I've been having a lot of fun developing The Fog Creek Control Panel with ASP.Net. It's a web page that allows us to track critical business data in real time. I can see things like how many people are registering the CityDesk starter edition, how many affiliate applications need to be processed, how many bug reports have arrived from customers (2 so far today), and so on. This morning I added two features: one gets detailed order information for any purchase in our database, and the other lists open purchase orders people have placed with us. Elapsed time to implement both features: 20 minutes.

To be fair not everything about .NET is peaches and cream. Here are a few steps backwards I've noticed so far:

  • the IDE is amazingly sluggish on my PIII/600 laptop. (Speaking of which, why the heck can't I get a Thinkpad X-series with a 1.7 GHz P4M already? Does anybody know of any ultralight notebooks with this chip?)
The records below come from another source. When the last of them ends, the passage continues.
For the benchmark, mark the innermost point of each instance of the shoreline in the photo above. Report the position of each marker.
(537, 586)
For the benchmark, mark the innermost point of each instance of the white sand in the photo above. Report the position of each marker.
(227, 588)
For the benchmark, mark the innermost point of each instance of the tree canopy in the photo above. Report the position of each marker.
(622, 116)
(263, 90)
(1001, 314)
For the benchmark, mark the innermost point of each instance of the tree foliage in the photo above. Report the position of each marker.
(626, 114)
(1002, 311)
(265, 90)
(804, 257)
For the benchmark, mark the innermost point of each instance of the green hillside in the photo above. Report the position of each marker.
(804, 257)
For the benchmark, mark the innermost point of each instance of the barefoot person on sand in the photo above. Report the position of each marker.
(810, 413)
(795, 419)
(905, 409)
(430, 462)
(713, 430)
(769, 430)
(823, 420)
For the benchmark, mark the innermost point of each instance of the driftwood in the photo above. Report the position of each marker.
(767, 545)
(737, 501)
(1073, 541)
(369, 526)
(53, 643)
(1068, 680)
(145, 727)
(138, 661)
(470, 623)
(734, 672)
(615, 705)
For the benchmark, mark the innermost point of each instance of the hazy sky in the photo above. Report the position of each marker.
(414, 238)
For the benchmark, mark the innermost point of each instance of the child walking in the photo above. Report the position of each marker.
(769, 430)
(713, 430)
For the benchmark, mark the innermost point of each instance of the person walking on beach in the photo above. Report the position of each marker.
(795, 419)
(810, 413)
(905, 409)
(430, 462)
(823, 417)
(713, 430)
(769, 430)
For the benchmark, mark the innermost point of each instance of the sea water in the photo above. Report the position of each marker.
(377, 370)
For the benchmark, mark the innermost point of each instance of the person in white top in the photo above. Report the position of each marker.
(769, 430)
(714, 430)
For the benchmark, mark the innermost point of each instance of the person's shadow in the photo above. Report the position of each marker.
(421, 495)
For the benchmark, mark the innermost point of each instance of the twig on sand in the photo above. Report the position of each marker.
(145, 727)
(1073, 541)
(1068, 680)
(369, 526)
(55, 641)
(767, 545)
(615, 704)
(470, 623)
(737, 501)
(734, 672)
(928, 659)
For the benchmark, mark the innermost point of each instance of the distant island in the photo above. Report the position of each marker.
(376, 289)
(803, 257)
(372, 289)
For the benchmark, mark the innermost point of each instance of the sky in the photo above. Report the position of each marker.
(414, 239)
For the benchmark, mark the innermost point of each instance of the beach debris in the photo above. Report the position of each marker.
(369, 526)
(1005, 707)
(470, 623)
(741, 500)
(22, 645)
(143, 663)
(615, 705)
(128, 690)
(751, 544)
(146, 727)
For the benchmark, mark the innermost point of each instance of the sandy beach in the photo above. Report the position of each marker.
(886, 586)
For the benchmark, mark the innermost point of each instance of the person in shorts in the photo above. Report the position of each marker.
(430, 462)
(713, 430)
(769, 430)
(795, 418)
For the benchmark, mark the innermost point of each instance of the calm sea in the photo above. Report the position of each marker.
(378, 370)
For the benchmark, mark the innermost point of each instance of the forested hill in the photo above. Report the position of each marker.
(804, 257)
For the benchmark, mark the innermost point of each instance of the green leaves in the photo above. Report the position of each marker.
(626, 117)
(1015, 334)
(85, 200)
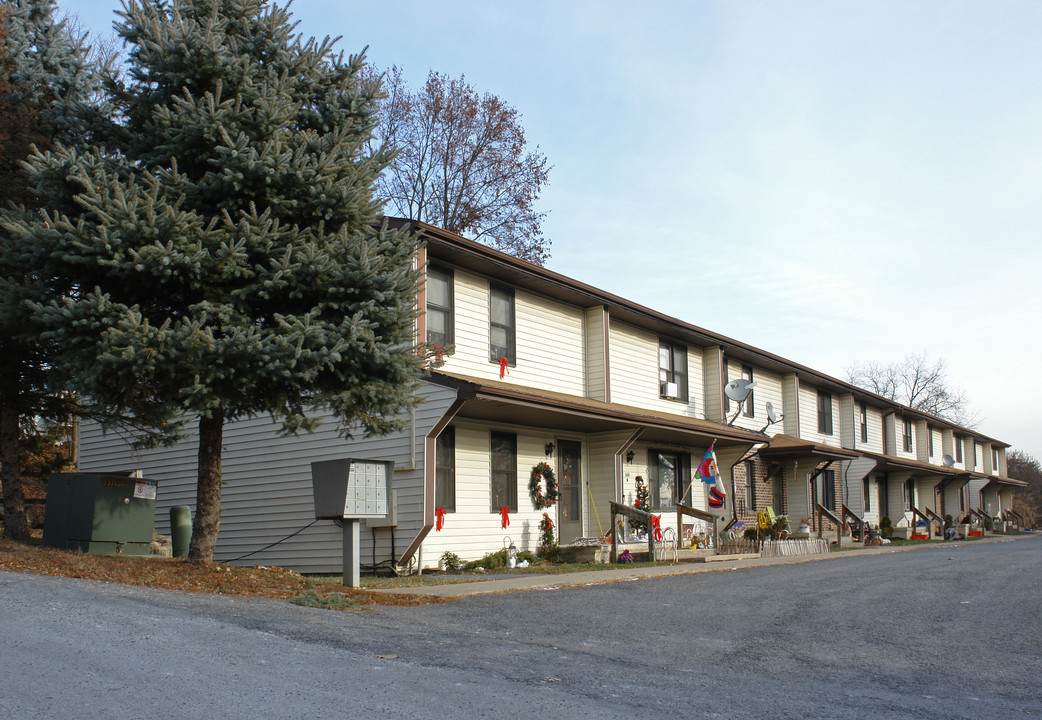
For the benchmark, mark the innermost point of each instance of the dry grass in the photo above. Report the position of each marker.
(193, 577)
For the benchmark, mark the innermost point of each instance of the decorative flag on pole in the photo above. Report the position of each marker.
(708, 471)
(716, 498)
(710, 474)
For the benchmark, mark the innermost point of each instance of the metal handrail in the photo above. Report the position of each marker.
(822, 511)
(633, 514)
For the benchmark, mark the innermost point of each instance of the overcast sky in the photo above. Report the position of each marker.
(829, 181)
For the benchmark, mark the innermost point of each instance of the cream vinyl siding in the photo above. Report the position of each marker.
(938, 457)
(267, 492)
(475, 529)
(899, 439)
(874, 417)
(809, 417)
(768, 390)
(596, 320)
(792, 407)
(635, 372)
(924, 493)
(549, 339)
(713, 382)
(597, 515)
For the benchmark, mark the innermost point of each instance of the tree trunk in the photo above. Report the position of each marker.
(15, 523)
(207, 520)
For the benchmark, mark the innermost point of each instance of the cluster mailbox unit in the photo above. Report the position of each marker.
(347, 491)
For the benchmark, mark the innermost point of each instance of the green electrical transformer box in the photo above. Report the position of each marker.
(99, 513)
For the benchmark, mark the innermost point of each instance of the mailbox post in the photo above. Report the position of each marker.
(347, 491)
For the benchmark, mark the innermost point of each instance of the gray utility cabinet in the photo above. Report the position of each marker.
(99, 513)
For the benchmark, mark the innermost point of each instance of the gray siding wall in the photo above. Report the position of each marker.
(267, 492)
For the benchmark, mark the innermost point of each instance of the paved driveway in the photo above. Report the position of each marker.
(949, 631)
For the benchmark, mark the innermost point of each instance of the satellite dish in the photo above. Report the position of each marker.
(739, 390)
(772, 417)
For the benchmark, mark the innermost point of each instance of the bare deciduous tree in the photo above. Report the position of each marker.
(1028, 500)
(463, 164)
(919, 382)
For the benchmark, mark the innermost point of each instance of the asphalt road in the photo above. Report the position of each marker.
(949, 631)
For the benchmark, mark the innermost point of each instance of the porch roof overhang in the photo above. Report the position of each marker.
(784, 447)
(919, 470)
(998, 480)
(499, 401)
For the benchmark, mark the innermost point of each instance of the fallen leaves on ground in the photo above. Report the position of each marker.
(193, 577)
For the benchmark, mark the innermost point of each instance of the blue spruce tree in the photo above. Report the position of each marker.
(220, 250)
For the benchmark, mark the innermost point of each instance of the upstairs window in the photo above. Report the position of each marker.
(445, 470)
(672, 371)
(824, 413)
(501, 325)
(440, 306)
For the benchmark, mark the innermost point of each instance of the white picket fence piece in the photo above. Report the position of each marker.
(783, 548)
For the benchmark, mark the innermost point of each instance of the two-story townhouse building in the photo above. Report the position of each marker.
(541, 368)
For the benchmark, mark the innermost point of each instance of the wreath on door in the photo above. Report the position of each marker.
(542, 476)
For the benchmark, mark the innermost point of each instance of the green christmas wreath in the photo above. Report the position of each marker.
(542, 475)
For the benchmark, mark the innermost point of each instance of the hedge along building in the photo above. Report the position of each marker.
(538, 367)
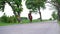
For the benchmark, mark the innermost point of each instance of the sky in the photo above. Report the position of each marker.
(46, 13)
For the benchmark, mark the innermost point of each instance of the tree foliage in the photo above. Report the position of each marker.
(35, 5)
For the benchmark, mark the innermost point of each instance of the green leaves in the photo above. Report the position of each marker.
(34, 4)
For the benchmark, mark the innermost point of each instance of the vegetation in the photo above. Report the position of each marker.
(35, 5)
(54, 15)
(32, 5)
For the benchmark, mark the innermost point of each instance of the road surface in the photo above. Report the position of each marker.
(50, 27)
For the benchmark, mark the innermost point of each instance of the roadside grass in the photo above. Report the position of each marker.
(22, 22)
(59, 22)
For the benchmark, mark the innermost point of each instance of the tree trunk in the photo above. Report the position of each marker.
(40, 13)
(18, 18)
(58, 14)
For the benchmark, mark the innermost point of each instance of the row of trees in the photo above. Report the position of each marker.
(33, 5)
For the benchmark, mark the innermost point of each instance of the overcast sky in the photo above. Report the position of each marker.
(46, 13)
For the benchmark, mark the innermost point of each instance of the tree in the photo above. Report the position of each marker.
(56, 3)
(54, 15)
(35, 5)
(15, 5)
  • since destructors aren't called when an object drops out of scope, if you have a SqlConnection object, you positively have to remember to close it because you can't wait for the garbage collector to come around. I suppose this limitation of GCs has been argued to death when Java came around, and it's not a big deal, but it is a step backwards
  • that 20 MB runtime is a real showstopper. Yes, this is an advantage to Delphi. I'm starting to suspect that Microsoft doesn't care -- they are perfectly happy to have a development environment that is excellent for internal/corporate applications, where they don't compete, but borderline useless for shipping, commercial, shrinkwrap, where they do compete.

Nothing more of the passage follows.